Die Völker der Welt, welcher Rasse oder Religion sie auch angehören, verdanken ihre Erleuchtung derselben himmlischen Quelle. Sie sind einem einzigen Gott untertan. Unterschiede der Regeln und Riten, denen sie folgen, müssen den wechselnden Erfordernissen und Bedürfnissen der Zeitalter zugeschrieben werden, in denen sie offenbart wurden. Alle bis auf wenige, die aus menschlichen Launen entstanden, wurden von Gott verfügt und sind eine Widerspiegelung Seines Willens und Zieles. Erhebt euch und zerschlagt, bewaffnet mit der Kraft des Glaubens, die Götzen eures leeren Wahns, die Zwietracht unter euch säen. Haltet euch an das, was euch zusammenführt und eint.

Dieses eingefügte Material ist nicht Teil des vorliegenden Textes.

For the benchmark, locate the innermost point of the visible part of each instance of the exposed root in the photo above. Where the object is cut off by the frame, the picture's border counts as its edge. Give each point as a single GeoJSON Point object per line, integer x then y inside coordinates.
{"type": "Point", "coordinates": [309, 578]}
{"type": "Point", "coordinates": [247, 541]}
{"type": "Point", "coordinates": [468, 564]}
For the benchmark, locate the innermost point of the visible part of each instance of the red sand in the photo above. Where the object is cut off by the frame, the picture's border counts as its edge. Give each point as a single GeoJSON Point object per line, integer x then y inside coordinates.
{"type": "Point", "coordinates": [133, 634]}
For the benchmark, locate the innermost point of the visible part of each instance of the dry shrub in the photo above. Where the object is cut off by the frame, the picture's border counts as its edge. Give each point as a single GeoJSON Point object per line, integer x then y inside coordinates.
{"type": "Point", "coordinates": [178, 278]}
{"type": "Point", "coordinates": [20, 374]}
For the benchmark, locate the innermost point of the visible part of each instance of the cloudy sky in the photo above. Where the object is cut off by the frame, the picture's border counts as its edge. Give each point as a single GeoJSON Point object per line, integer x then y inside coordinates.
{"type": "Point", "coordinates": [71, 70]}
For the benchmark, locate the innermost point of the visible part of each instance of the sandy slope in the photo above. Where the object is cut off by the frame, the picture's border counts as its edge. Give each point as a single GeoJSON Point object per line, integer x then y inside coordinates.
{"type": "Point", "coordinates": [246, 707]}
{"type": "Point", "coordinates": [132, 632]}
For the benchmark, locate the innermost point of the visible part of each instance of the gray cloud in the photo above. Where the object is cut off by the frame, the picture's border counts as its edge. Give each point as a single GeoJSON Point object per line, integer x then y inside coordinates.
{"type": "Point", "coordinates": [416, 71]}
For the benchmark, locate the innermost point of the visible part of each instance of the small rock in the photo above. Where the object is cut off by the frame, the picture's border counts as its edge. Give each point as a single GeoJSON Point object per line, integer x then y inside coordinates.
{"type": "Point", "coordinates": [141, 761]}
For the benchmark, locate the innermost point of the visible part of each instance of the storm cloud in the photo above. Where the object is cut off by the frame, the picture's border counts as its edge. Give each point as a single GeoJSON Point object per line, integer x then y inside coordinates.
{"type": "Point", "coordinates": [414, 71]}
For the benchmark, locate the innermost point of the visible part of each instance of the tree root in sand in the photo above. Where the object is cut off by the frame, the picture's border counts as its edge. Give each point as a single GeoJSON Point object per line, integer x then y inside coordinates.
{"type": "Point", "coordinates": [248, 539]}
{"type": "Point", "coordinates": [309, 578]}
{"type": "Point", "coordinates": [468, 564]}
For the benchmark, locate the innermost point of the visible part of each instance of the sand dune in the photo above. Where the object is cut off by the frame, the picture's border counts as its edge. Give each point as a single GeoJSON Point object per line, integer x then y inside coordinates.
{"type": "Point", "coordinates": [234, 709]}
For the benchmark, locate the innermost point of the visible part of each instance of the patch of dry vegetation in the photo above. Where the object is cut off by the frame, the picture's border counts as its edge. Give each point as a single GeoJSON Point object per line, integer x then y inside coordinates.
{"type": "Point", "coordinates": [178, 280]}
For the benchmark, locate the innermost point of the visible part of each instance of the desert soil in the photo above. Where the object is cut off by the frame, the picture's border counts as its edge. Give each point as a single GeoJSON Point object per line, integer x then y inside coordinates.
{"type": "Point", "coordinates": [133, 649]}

Ein solcher Mahnruf nötigt nicht dazu, den Glauben an die grundlegenden Wahrheiten irgendeines der grossen Glaubenssysteme der Welt aufzugeben. Ganz im Gegenteil. Glaube befiehlt sich selbst und rechtfertigt sich selbst. Was andere glauben oder nicht glauben, darf auf ein persönliches Gewissen, das diesen Namen verdient, keinen Einfluss haben. Obige Worte drängen jedoch unmissverständlich zur Aufgabe aller Superioritäts-, Ausschliesslichkeit- und Endgültigkeitsansprüche, die mit ihrem erdrückenden Ungeist mehr als alles andere jeden Einigungsimpuls zunichte machen und Hass und Gewalt schüren.

Auf genau diese historische Herausforderung, so glauben wir, müssen die Häupter der Religionen jetzt antworten, wenn religiöse Leitung in der aus den umwälzenden Erfahrungen des zwanzigsten Jahrhunderts hervorgehenden globalen Gesellschaft noch Bedeutung haben soll. Ganz offensichtlich erkennt eine wachsende Zahl von Menschen mittlerweile, dass die allen Religionen zugrunde liegende Wahrheit dem Wesen nach eine ist. Diese Einsicht entsteht nicht als Ergebnis theologischer Dispute, sondern als intuitive Erkenntnis aus den immer ausgedehnteren Erfahrungen mit anderen und der allmählich dämmernden Anerkennung der Einheit der Menschheitsfamilie. Aus vergangenen Zeiten ist eine Unzahl religiöser Lehrsätze, Rituale und Gesetze überliefert; aus ihnen erwächst heute eine Ahnung davon, dass geistiges Leben — wie die Einheit, die sich in verschiedenen Nationalitäten, Rassen und Kulturen manifestiert — eine grenzenlose, für jedermann gleichermassen zugängliche Wirklichkeit ist. Damit diese diffuse und noch vorläufige Einsicht sich vertiefen und wirksam zum Aufbau einer friedlichen Welt beitragen kann, ist sie von jenen, bei denen die Massen der Welt selbst zu so später Stunde noch Führung suchen, aus vollem Herzen zu bestätigen.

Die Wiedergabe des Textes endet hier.